As you may see the DNS name that it tries to find is “tasks.docker-exporter”, that will provide to prometheus the IPs associated to each service task. This can be seen from the container doing a DNS request, in my example done with:

docker exec -it 4b987cc63d7a /bin/sh -c "nslookup tasks.docker-exporter"
Server: 127.0.0.11
Address 1: 127.0.0.11

Name: tasks.docker-exporter
Address 1: 10.0.0.3 docker-exporter.k5y6olk84zyfgfncdot6i3vpx.x6o8979903vcdysro429fmi4y.monitoring
Address 2: 10.0.0.4 docker-exporter.90z5bvvt0di221bxsfgec4nao.k4mgelr9ogeuo8wm2007byfvs.monitoring
Address 3: 10.0.0.5 docker-exporter.p971krglwxc4gv5xda88ev2ib.alefkdedhuy5d2ga606z6mven.monitoring

Exploring some data

Now that we have the metrics available in Prometheus let’s see what we can do.

Some data obtained from the docker-exporter
Data obtained by Prometheus thanks to the docker-exporter

If you launch new services in the cluster or scale any you’ll see how these values change, and the basic graph capabilities of Prometheus can be useful when trying to see something.

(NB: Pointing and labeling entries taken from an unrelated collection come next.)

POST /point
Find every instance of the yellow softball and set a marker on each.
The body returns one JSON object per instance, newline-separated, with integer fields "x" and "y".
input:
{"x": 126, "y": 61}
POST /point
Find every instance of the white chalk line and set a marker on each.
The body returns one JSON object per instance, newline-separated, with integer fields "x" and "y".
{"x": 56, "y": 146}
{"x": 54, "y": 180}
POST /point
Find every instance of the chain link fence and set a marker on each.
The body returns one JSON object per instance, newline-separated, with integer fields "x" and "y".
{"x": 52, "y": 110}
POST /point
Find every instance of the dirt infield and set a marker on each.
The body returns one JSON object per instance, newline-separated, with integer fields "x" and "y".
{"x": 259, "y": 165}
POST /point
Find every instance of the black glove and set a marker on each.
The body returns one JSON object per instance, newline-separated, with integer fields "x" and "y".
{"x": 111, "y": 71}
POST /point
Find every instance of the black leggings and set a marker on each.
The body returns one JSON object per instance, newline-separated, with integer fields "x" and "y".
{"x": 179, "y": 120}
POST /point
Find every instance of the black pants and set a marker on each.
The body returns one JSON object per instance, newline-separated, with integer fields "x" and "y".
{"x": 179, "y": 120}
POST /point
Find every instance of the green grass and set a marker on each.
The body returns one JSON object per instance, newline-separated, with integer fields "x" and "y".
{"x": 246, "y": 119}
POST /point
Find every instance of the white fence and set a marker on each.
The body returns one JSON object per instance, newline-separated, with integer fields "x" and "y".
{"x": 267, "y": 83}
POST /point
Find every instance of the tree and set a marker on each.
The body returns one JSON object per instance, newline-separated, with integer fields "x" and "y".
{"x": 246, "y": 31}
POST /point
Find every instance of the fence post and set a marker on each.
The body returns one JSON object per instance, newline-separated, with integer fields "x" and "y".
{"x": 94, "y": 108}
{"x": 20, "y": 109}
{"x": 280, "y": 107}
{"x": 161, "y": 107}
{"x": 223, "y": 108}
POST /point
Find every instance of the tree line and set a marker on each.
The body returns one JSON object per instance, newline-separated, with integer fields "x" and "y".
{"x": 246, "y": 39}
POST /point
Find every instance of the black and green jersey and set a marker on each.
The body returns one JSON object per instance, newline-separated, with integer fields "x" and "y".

Data collected and graphed in Prometheus
Another example of what we can do with Prometheus

I still need to know what all the provided metrics mean, I’ve not found documentation about them, but they are self-descriptive in some way. As you may see Prometheus is very good scraping and saving the data, and it provides an amazing query language, but probably is not the best tool to do some complex graphs, fortunately it can be used a a source for other tools like Prodash or Grafana.

As I have used previously Grafana and I like it very much for doing these tasks I have created a service based on it. If you remember we defined all the services in a “monitoring” network, I have used the same network for the Grafana service, it allows me to connect it to Prometheus using its service name.

docker \
service create \
--name grafana \
--network monitoring \
--publish 3000:3000 \
-e "GF_SECURITY_ADMIN_PASSWORD=admin" \
grafana/grafana:4.1.1

After some seconds you can open Grafana:

open http://$(docker-machine ip test-metrics):3000

If you know something about Grafana you won’t have any problem creating the datasource from Prometheus.

Adding the Prometheus service as data source.

To save some time I’ve created an initial version of a grafana dashboard that you can import to see some basic graphs: https://grafana.net/dashboards/1229

Some metrics
More metrics included in the dashboard

Take it as an initial approach to the docker metrics, for the future there’s a roadmap defined in this task.